Lanzarote is one of the most fascinating islands of the Canary archipelago. With its resorts such as Playa Bianca and Costa Seguiste, every year it attracts thousands of visitors who come to the island not only for its beaches, but also for natural beauties such as the great Timanfaya National Park, also known as the land of fire. A volcanic expanse of 5107 hectares declared a World Biosphere Reserve by Unesco.
The area around Timanfaya, the volcano from which the park took its name, is the result of a continuous series of eruptions that began in 1730 and ended in 1736. Here the landscape has remained unchanged for centuries, thanks to the favorable climatic conditions, while nature is almost unreal and seems to belong to another planet. These evocative landscapes can be visited for the most part only through guided tours, where you can enter among volcanic craters and underground caves.
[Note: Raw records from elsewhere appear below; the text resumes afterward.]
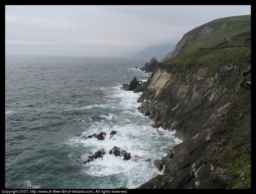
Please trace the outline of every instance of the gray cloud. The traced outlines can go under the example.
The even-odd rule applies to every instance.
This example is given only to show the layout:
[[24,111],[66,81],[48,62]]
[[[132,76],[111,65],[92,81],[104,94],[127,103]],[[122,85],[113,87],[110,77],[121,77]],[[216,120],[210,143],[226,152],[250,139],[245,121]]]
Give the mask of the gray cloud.
[[251,5],[6,5],[5,8],[6,54],[99,56],[134,52],[163,44],[175,44],[188,31],[213,19],[251,14]]

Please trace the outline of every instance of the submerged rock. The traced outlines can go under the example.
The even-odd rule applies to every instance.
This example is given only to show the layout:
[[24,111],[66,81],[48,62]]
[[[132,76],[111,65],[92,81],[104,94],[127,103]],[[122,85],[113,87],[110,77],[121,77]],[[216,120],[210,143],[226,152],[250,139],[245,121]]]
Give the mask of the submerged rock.
[[132,91],[137,87],[139,85],[139,80],[137,80],[136,77],[132,80],[129,84],[124,84],[123,85],[122,89],[127,91]]
[[115,156],[119,156],[120,158],[122,156],[124,158],[124,160],[125,160],[131,159],[130,153],[128,153],[125,150],[116,146],[114,146],[112,149],[109,150],[109,154],[113,154]]
[[88,138],[92,138],[92,137],[95,138],[99,140],[104,140],[105,139],[105,136],[106,136],[106,133],[105,132],[101,132],[99,134],[97,133],[93,133],[92,135],[87,136],[87,138],[85,138],[85,139]]
[[105,151],[104,149],[99,150],[92,156],[90,155],[88,156],[88,159],[84,162],[84,164],[90,162],[98,158],[103,158],[103,155],[105,154]]

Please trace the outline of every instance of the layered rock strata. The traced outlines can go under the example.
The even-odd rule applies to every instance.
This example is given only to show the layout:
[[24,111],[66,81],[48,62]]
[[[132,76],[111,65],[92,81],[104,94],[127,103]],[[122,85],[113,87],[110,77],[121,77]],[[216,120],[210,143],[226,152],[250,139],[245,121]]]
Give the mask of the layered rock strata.
[[204,67],[171,73],[158,67],[143,86],[134,90],[143,92],[138,108],[155,122],[154,126],[174,131],[184,141],[172,148],[168,157],[156,161],[159,170],[164,169],[164,175],[139,188],[228,188],[227,164],[216,162],[211,155],[227,152],[229,157],[228,151],[218,146],[222,143],[219,138],[234,138],[239,142],[246,134],[249,137],[241,151],[251,153],[250,109],[237,108],[241,112],[231,120],[239,126],[231,127],[227,123],[234,108],[231,102],[244,106],[241,101],[247,100],[241,90],[243,87],[250,88],[250,80],[245,78],[250,69],[248,62],[224,64],[214,72]]
[[156,69],[159,62],[156,60],[156,57],[153,57],[149,63],[147,62],[142,67],[140,68],[142,71],[145,71],[146,73],[153,72]]

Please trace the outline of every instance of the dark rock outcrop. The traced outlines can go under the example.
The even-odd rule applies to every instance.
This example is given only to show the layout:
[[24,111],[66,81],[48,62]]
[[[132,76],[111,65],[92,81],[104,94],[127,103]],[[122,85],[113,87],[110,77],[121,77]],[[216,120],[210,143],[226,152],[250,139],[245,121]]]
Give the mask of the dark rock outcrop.
[[156,57],[155,58],[153,57],[149,63],[146,63],[143,67],[140,68],[140,69],[142,71],[146,71],[146,73],[153,72],[158,63],[159,62],[156,60]]
[[121,88],[124,90],[132,91],[138,86],[139,81],[139,80],[137,80],[136,77],[135,77],[129,85],[128,84],[124,84],[123,85],[123,87]]
[[88,159],[84,162],[84,163],[86,164],[98,158],[103,158],[103,155],[105,154],[105,152],[103,149],[98,150],[93,155],[90,155],[88,156]]
[[251,20],[251,18],[243,19],[240,18],[236,19],[236,17],[229,17],[226,18],[225,20],[223,19],[215,19],[189,31],[184,35],[171,53],[166,56],[163,60],[165,60],[175,57],[185,47],[188,43],[218,29],[230,24],[241,22],[242,20],[243,21]]
[[[237,150],[228,150],[230,140],[225,143],[230,146],[220,146],[222,138],[243,139],[240,154],[251,152],[250,51],[246,53],[240,63],[223,64],[214,72],[207,67],[186,73],[157,68],[142,87],[138,108],[154,126],[175,130],[184,141],[156,161],[164,175],[139,188],[229,188],[227,164],[235,161],[230,153]],[[212,156],[222,152],[225,156],[215,161]]]
[[92,135],[88,136],[87,138],[85,138],[85,139],[87,139],[88,138],[92,138],[93,137],[97,138],[99,140],[104,140],[105,139],[105,137],[106,136],[106,133],[105,132],[101,132],[99,134],[93,133],[93,134]]
[[112,149],[109,150],[109,154],[113,154],[115,156],[122,157],[124,160],[128,160],[131,159],[131,153],[128,153],[126,151],[123,150],[120,147],[115,146]]

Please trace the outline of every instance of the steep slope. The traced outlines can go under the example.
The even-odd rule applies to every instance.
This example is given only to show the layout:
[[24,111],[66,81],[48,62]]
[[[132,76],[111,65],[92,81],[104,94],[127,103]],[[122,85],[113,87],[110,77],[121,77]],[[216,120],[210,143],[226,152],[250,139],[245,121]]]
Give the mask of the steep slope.
[[166,44],[148,47],[138,52],[133,57],[139,58],[151,58],[155,56],[158,59],[162,59],[165,54],[170,50],[172,50],[175,45]]
[[[197,27],[185,34],[171,54],[166,56],[163,60],[175,57],[185,48],[188,43],[195,40],[231,24],[250,21],[251,18],[251,15],[248,15],[221,18]],[[232,35],[232,34],[229,35]],[[232,36],[234,35],[232,35]]]
[[[211,34],[205,42],[212,41],[216,35]],[[237,34],[233,40],[250,42],[249,33]],[[175,131],[184,140],[156,162],[164,174],[139,188],[226,189],[246,181],[250,186],[250,175],[242,179],[242,171],[229,167],[251,155],[251,48],[246,46],[183,50],[160,63],[134,89],[143,92],[138,108],[153,126]]]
The park is divided into two ecosystems: the terrestrial and the maritime. In the first, dominated by the lunar landscape, there are different environmental units, such as cones of volcanic origin, sea of lava and expanses of tabaibal. While, in the part of the maritime ecosystem there are soffioni and caldane, black beaches and slabs.
Volcanic activity in the park is still active, but dormant. Precisely for this reason the ground can reach very high temperatures, where you can also witness the spectacle of artificial geysers, cold water that turns into a powerful column of steam.
Inside the park there is a restaurant The Devil, symbol of Lanzarote, built by the architect Cesar Marnique. The peculiarity of this restaurant, beyond the particular architecture, is the cuisine. Typical dishes of the local cuisine are served, prepared directly in a natural oven that uses the geothermal energy of the lava.
The entrance to the park costs 8 euros and it is possible to visit it from 9 in the morning until 6 in the afternoon. It is possible to visit the park on the back of a camel or dromedary, but at a higher cost.
One thing is certain: however you decide to cross the Timanfaya, from the beginning of the lava front to its violent throw into the ocean, you will hardly be able to forget its wonderful and fascinating desolation.